The Sochi Winter Arts Festival opened on Thursday evening with a gala concert program that mixed the unexpected and unfamiliar with a line-up of familiar favorites.
It is definitely not a staid event. It begins as the audience enters the theater. The lower foyer of the Winter Theater is hosting an exhibition of video art curated by Antonio Geusa called “Echoes of Eco”: 15 short video works that look at ecology and human intervention. The annual exhibition, which has been part of the festival since 2011, is the longest running video art festival in Russia.
In the concert hall, the musical program opened with a piece by Enri Lolashvili for viola and orchestra, performed by Yuri Bashmet and the Moscow Soloists Chamber Orchestra. It was followed by a world premiere: “My Shadow,” a composition for piano and orchestra by the award-winning Korean composer Donghoon Shin, performed by pianist Ksenia Bashmet.
Donghoon Shin was new to the audience, but they welcomed back Japanese composer Atsuhiko Gondai, whose composition for European strings and the shō (a traditional Japanese reed pipe) was performed by the extraordinary Naoyuki Manabe. Later in the program the audience was introduced to three more new instruments: a viola d’amore, a hardanger fiddle and nyckelharpa, played by the Swedish group Northern Resonance. They performed a piece called Hemfard that set feet tapping throughout the theater.
The first half of the program ended with Dmitry Lukyanov’s “Fantasia on Themes from Bizet’s Opera Carmen,” billed as a duet for percussion and strings performed by Eleonora Kostina and Ilya Kucherov. The audience began to buzz when the stagehands wheeled out two xylophones, which were followed by two willowy performers in concert black. As the Moscow Soloists began Lukyanov’s “Fantasia,” the two musicians danced and glided behind their instruments like Fred and Ginger while playing flawless and spirited “Carmen” on their xylophones and drums. The audience, enchanted, had them come out for a second curtain call.

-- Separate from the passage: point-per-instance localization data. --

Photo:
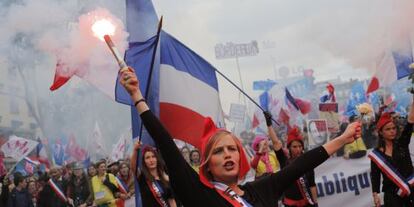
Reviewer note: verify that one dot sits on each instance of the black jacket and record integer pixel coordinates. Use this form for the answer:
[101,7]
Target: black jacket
[190,191]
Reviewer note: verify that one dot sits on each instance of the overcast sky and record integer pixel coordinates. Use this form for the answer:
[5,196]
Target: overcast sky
[340,38]
[335,38]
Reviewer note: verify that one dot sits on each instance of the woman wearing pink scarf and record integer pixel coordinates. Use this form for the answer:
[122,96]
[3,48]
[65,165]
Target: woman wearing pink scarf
[265,161]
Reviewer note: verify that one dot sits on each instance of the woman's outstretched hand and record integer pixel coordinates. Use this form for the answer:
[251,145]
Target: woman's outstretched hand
[352,132]
[129,80]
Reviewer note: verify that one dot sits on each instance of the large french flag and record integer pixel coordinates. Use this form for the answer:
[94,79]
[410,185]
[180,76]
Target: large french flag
[188,91]
[184,85]
[392,66]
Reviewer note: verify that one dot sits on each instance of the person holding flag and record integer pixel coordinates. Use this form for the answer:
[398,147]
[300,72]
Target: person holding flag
[54,191]
[79,191]
[153,181]
[391,160]
[266,160]
[224,162]
[302,192]
[106,190]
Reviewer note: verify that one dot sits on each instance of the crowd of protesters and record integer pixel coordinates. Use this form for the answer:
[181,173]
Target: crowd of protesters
[99,184]
[111,184]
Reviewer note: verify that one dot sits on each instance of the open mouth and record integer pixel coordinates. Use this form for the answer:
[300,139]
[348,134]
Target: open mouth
[229,165]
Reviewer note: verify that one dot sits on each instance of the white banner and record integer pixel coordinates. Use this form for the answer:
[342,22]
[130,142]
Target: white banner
[344,183]
[130,202]
[237,112]
[17,147]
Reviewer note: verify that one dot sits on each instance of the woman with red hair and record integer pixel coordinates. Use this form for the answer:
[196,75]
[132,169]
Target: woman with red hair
[391,160]
[302,192]
[266,160]
[224,162]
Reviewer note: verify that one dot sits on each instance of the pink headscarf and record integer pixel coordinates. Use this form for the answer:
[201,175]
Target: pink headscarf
[265,156]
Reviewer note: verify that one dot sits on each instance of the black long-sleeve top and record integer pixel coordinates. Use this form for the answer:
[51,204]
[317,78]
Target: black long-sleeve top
[400,159]
[147,197]
[186,184]
[293,192]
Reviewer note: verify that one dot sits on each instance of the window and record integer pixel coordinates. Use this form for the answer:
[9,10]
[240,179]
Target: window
[33,126]
[12,73]
[14,106]
[16,124]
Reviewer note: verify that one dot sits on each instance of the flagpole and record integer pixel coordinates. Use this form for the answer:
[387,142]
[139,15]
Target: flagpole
[154,52]
[244,93]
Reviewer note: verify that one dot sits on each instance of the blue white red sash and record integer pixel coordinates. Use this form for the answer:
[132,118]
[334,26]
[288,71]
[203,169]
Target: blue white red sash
[304,190]
[57,190]
[157,193]
[392,173]
[121,185]
[231,196]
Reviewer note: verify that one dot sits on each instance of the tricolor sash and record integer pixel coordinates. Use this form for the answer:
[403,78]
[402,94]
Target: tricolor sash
[392,173]
[232,197]
[121,185]
[57,190]
[157,193]
[304,190]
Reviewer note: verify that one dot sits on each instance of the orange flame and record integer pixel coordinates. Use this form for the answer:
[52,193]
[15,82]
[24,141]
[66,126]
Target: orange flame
[103,27]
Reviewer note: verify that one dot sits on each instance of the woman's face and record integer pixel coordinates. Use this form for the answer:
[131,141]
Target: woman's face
[389,131]
[92,171]
[195,157]
[77,172]
[150,160]
[224,160]
[264,144]
[296,149]
[186,153]
[31,187]
[102,169]
[124,170]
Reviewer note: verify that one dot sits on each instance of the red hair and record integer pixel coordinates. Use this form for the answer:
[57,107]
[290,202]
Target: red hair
[211,136]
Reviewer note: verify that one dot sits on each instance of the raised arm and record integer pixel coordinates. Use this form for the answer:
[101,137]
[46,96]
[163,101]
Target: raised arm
[134,158]
[410,118]
[405,137]
[277,144]
[376,183]
[183,178]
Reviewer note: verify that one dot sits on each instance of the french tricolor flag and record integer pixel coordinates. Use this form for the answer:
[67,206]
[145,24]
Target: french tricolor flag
[392,66]
[183,89]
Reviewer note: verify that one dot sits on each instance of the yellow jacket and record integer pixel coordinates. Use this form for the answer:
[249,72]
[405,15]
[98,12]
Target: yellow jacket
[261,166]
[101,193]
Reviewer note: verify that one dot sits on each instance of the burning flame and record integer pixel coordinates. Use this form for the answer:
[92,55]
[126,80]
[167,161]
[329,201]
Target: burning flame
[103,27]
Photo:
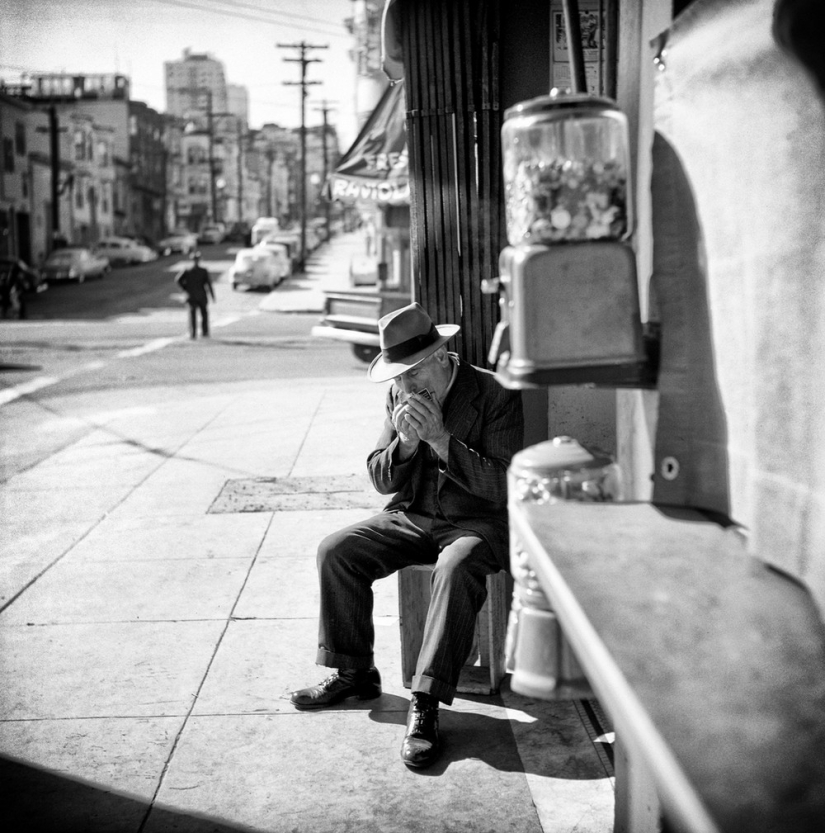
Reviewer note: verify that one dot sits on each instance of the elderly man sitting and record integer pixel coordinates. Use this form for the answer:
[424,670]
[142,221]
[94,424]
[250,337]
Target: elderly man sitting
[449,432]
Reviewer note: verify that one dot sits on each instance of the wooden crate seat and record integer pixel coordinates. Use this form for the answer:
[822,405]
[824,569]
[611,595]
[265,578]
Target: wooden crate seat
[484,670]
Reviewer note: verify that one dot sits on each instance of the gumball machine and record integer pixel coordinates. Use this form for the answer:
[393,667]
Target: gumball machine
[569,296]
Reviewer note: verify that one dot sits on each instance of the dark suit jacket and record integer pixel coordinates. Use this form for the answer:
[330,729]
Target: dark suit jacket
[195,282]
[486,428]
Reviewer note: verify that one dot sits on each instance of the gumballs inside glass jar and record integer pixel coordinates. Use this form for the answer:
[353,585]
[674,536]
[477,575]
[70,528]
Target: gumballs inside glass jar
[566,170]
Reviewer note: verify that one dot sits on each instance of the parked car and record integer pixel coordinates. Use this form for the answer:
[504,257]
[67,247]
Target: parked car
[239,233]
[179,240]
[125,251]
[290,239]
[281,251]
[17,280]
[258,267]
[212,234]
[74,263]
[263,227]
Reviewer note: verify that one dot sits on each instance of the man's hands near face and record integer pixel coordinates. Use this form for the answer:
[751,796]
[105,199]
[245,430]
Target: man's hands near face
[419,419]
[424,417]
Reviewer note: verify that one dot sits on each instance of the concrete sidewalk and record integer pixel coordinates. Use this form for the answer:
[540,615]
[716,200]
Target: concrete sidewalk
[158,602]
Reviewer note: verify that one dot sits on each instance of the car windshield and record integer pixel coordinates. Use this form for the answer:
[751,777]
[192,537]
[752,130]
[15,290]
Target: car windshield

The evening included a stellar performance by one of the world’s greatest countertenors, Max Emanuel Cenčić, and the powerful and expressive Italian baritone Mattia Olivieri, who performed works by Rossini and Mozart and then a duet with the young Russian soprano Elmira Karakhanova. They were accompanied by the Russian Youth Symphony Orchestra, conducted by Bashmet.
Stage magic was provided by the lighting designer Ivan Vinogradov, who lit the first half of the concert with an enormous ring. It first hung low over the Moscow Soloists and bathed them in blue light, and then was lifted up like a halo that spot-lit the performers, or circled around them, or formed a delicate net of light beams. In the second half of the program, the Youth Orchestra was lit by dozens of thin metal tubes hanging above them that rose and fell in changing patterns, lighting up entirely or in spirals and beacons of blue, white, red, and yellow.
The festival was off to a festive start.